Q. What does np.array(temperature) do?

Ans This command converts each value of temperature in the data file into an array using numpy module.

Q. What does the * in *popt mean?

Ans '*' , '*popt' indicates and returns each coefficients stored in popt array.

Q. What needs to be done in order to make the curve fit perfect?

Ans If we increase the order of the polynomial, the error produced will be less and curve fit perfectly. On increasing the order of the polynomial the value of $R^{2}$ will be close to 1 and is assumed to perfect fit.

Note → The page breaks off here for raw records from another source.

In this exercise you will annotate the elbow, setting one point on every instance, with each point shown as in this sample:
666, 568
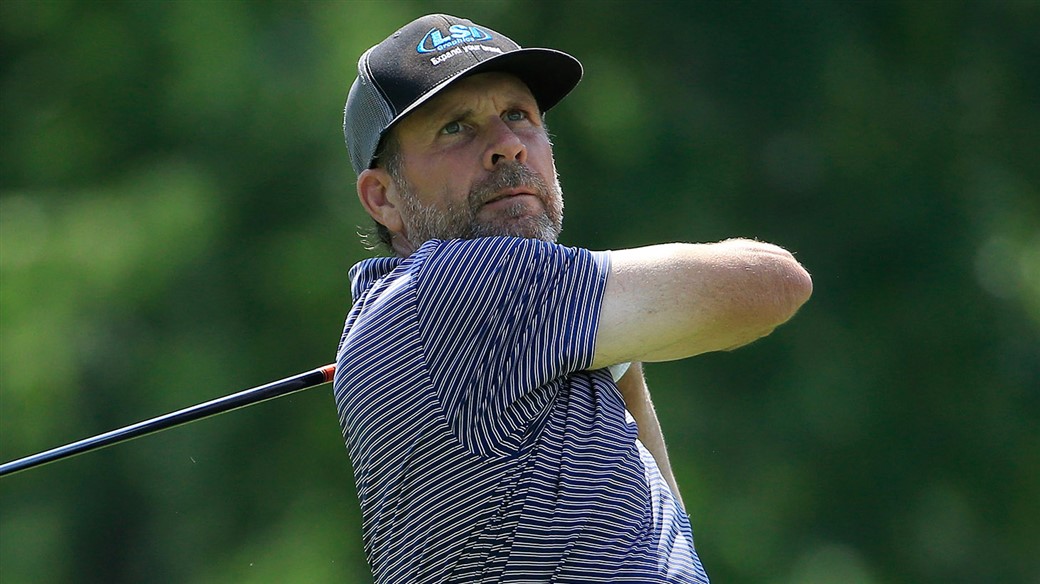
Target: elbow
793, 287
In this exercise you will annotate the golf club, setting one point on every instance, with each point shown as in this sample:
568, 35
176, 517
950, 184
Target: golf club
273, 390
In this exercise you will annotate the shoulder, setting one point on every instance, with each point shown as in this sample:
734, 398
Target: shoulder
501, 255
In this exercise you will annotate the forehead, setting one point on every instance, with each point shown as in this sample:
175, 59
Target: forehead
491, 88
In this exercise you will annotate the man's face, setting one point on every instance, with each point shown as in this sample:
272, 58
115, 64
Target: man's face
476, 161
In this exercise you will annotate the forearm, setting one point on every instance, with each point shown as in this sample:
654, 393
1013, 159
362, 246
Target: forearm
637, 396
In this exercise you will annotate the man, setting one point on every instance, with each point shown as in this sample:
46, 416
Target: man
478, 380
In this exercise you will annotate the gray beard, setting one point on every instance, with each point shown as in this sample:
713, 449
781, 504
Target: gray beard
459, 220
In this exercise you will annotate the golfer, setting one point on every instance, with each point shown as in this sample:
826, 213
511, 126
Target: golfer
496, 429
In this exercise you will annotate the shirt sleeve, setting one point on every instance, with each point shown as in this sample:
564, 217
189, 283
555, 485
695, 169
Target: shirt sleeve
502, 321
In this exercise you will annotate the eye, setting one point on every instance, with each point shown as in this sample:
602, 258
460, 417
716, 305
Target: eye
515, 115
451, 128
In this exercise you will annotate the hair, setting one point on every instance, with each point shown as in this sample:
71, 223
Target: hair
387, 157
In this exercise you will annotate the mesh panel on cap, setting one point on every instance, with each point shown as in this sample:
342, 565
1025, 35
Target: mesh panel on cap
369, 115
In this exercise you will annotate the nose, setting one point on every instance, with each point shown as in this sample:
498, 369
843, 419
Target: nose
503, 144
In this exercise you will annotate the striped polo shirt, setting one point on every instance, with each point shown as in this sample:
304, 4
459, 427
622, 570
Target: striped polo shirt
483, 448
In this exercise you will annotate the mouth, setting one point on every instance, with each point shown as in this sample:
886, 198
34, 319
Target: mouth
509, 194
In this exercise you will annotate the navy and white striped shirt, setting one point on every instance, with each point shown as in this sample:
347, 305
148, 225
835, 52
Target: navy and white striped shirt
483, 448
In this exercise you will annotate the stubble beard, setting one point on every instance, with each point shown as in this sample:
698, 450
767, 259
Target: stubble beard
460, 220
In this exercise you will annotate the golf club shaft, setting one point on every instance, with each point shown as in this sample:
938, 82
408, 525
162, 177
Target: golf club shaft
234, 401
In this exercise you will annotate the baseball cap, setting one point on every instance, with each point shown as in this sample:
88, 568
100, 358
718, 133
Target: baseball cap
425, 56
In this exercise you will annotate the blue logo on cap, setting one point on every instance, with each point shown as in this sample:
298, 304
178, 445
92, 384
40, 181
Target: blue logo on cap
435, 42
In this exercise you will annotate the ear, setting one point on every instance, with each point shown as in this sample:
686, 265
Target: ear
379, 196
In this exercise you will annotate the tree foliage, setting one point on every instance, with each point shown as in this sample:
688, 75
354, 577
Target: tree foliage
178, 217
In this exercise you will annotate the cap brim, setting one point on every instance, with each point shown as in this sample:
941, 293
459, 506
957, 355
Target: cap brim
549, 75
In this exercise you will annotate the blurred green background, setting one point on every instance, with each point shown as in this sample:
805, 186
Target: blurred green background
178, 218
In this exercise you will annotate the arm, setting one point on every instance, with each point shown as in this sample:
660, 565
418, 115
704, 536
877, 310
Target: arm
671, 301
633, 390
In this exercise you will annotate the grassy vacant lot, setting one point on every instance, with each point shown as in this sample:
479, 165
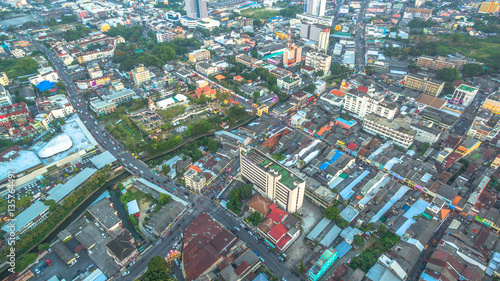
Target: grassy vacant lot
173, 111
260, 13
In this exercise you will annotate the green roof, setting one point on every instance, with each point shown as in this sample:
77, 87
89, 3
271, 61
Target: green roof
464, 87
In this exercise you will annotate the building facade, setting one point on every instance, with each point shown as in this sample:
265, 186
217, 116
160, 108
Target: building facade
319, 61
140, 75
424, 84
272, 180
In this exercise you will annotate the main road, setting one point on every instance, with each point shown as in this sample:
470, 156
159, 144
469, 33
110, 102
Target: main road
140, 169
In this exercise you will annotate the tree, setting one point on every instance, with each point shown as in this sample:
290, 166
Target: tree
448, 88
212, 145
164, 199
245, 191
165, 169
448, 74
302, 267
255, 218
43, 246
358, 240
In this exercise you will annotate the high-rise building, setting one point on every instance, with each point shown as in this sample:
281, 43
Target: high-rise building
488, 7
292, 55
311, 31
140, 75
324, 40
318, 61
424, 84
315, 7
196, 9
463, 95
4, 80
272, 180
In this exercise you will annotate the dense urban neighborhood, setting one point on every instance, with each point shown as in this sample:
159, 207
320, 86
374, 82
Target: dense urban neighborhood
354, 140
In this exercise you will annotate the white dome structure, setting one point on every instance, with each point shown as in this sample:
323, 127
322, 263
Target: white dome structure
56, 145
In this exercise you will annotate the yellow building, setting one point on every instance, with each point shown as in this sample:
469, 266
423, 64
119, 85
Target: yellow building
140, 75
4, 80
199, 55
488, 7
105, 27
467, 147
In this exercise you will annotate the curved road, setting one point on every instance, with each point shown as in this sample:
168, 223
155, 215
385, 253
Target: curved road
140, 169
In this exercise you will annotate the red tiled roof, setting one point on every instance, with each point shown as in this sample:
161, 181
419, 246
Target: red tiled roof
282, 242
352, 146
278, 231
277, 215
241, 268
362, 89
196, 168
205, 243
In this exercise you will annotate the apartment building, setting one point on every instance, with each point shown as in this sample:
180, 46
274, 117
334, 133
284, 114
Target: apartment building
290, 82
492, 103
292, 56
488, 7
361, 104
324, 40
463, 95
4, 80
397, 129
140, 75
195, 179
5, 98
199, 55
121, 96
437, 63
424, 84
206, 68
247, 60
272, 180
318, 61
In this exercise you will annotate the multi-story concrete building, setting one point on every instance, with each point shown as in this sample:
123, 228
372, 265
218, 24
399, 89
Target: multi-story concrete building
437, 63
5, 98
120, 96
312, 31
424, 84
290, 82
199, 55
292, 56
463, 95
272, 180
315, 7
195, 179
488, 7
102, 107
4, 80
318, 61
397, 129
361, 104
206, 68
324, 40
425, 134
247, 60
140, 75
196, 9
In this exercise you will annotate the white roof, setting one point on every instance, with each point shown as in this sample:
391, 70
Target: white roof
132, 207
56, 145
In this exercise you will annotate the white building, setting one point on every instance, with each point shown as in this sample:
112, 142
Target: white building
463, 95
361, 104
396, 129
5, 98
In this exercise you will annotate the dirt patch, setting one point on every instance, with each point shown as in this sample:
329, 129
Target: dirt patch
300, 250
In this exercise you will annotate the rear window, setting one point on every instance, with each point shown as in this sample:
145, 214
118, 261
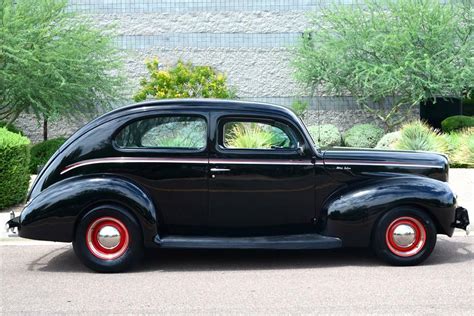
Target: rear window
182, 132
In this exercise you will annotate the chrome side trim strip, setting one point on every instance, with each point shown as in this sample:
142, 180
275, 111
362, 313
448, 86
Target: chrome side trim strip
132, 160
382, 164
260, 162
182, 160
241, 162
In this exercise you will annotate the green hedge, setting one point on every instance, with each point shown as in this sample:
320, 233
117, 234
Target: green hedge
328, 134
363, 136
14, 160
457, 122
10, 127
41, 152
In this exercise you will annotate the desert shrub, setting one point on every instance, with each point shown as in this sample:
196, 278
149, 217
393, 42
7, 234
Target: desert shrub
457, 122
388, 140
326, 135
419, 136
10, 127
14, 160
362, 135
249, 136
460, 148
183, 80
300, 108
41, 152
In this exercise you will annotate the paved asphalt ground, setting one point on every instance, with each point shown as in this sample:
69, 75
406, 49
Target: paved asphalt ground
42, 277
47, 278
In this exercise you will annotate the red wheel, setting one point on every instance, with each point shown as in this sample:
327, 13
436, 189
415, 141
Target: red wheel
107, 238
405, 236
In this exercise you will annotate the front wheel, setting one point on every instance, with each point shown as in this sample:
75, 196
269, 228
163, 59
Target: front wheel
404, 237
108, 239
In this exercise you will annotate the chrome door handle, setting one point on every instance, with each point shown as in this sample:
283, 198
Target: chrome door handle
219, 169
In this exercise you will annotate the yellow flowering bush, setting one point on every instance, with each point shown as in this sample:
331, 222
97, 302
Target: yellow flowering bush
183, 80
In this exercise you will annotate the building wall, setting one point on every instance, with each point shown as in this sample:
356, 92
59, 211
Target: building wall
249, 40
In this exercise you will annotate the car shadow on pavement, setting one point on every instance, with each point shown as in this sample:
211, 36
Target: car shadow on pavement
171, 260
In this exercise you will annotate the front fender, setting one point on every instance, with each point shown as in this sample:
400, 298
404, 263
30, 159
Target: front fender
52, 214
351, 213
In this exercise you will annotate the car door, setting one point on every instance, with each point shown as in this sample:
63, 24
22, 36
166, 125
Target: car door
170, 151
261, 176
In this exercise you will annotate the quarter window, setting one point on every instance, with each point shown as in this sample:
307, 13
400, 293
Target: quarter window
248, 134
184, 132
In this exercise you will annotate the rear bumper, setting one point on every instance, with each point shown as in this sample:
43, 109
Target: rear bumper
461, 219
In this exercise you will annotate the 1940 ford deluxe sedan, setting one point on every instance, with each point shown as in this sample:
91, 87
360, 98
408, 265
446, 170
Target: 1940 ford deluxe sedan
230, 174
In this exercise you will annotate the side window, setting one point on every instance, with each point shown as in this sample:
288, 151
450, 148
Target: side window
254, 134
184, 132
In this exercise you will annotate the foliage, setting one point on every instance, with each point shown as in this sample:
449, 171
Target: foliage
300, 108
14, 175
184, 80
420, 136
10, 127
460, 148
457, 122
388, 140
403, 51
249, 135
41, 152
363, 136
53, 62
326, 135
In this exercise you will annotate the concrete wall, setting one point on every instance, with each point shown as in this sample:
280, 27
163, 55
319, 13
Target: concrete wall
249, 40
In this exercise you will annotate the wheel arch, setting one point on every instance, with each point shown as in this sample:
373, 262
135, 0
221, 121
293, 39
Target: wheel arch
352, 213
54, 213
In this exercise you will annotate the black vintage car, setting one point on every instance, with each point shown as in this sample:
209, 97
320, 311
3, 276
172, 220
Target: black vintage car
228, 174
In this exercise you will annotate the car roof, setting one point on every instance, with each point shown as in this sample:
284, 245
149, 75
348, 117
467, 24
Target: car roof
204, 104
214, 104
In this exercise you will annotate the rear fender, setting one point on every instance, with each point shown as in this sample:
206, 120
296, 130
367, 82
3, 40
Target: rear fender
53, 214
351, 213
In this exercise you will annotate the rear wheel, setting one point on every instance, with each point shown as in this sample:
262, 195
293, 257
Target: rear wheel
404, 237
108, 239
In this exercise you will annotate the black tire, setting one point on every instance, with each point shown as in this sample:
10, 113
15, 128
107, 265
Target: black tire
127, 253
385, 245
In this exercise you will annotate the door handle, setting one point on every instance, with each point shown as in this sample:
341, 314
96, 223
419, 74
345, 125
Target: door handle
219, 169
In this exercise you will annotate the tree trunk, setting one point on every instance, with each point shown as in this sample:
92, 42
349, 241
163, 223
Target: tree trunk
45, 128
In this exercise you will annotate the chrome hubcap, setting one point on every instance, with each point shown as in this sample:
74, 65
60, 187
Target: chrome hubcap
108, 237
404, 235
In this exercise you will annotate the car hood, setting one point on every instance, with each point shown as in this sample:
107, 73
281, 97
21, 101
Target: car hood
429, 164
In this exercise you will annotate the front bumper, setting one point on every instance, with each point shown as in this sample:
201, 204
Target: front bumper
461, 219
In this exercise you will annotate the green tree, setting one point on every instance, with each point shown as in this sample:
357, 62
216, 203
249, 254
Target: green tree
54, 63
183, 80
405, 51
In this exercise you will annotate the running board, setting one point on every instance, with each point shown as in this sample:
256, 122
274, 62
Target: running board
304, 241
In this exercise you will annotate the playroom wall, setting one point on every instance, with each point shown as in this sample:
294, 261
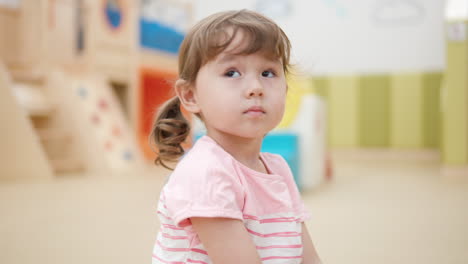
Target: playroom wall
380, 66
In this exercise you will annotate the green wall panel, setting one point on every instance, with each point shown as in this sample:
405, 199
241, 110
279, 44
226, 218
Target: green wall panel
431, 109
374, 112
406, 118
320, 87
454, 107
343, 113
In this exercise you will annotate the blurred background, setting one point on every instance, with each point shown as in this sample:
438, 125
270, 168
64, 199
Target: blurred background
375, 130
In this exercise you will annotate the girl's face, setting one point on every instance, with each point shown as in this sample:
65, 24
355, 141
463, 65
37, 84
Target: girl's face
240, 95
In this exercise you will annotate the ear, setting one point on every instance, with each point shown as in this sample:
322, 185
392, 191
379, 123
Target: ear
186, 94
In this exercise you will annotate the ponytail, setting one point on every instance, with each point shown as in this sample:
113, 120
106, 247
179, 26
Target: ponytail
169, 131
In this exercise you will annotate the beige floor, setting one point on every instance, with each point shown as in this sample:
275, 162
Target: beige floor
378, 209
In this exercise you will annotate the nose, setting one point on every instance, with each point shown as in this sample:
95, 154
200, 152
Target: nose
255, 89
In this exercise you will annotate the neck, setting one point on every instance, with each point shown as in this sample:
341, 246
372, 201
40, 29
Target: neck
244, 150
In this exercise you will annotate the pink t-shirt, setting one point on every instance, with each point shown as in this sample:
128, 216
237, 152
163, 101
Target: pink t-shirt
209, 182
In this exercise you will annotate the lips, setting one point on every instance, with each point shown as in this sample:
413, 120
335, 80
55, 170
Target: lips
255, 109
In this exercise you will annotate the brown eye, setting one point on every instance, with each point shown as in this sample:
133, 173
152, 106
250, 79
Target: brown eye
232, 74
268, 74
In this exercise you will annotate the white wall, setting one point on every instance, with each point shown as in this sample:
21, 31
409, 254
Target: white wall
364, 36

This technique requires characterizing capacities each an ideal opportunity for another polynomial and can be viewed as long. Rather than this technique the one of the information state temperature can be part into numerous areas state temperature segment has 5000 information in it, we can part it into 10 spaces of 500 qualities and on the off chance that we plot them it will fit consummately on bend.

CONCLUSION :
Henceforth we can infer that to make bend fit great $R^{2}$ ought to be near 1. It very well may be found from the outcomes got concerning straight bend fit $R^{2}$ is around 0.93 and for cubic bend fit it is about 0.99. So it tends to be said that cubic polynomial fits superior to straight polynomial. In the event that the request for the polynomial expands, the estimation of $R^{2}$ will creep towards 1 and fit will be thought to be acceptable.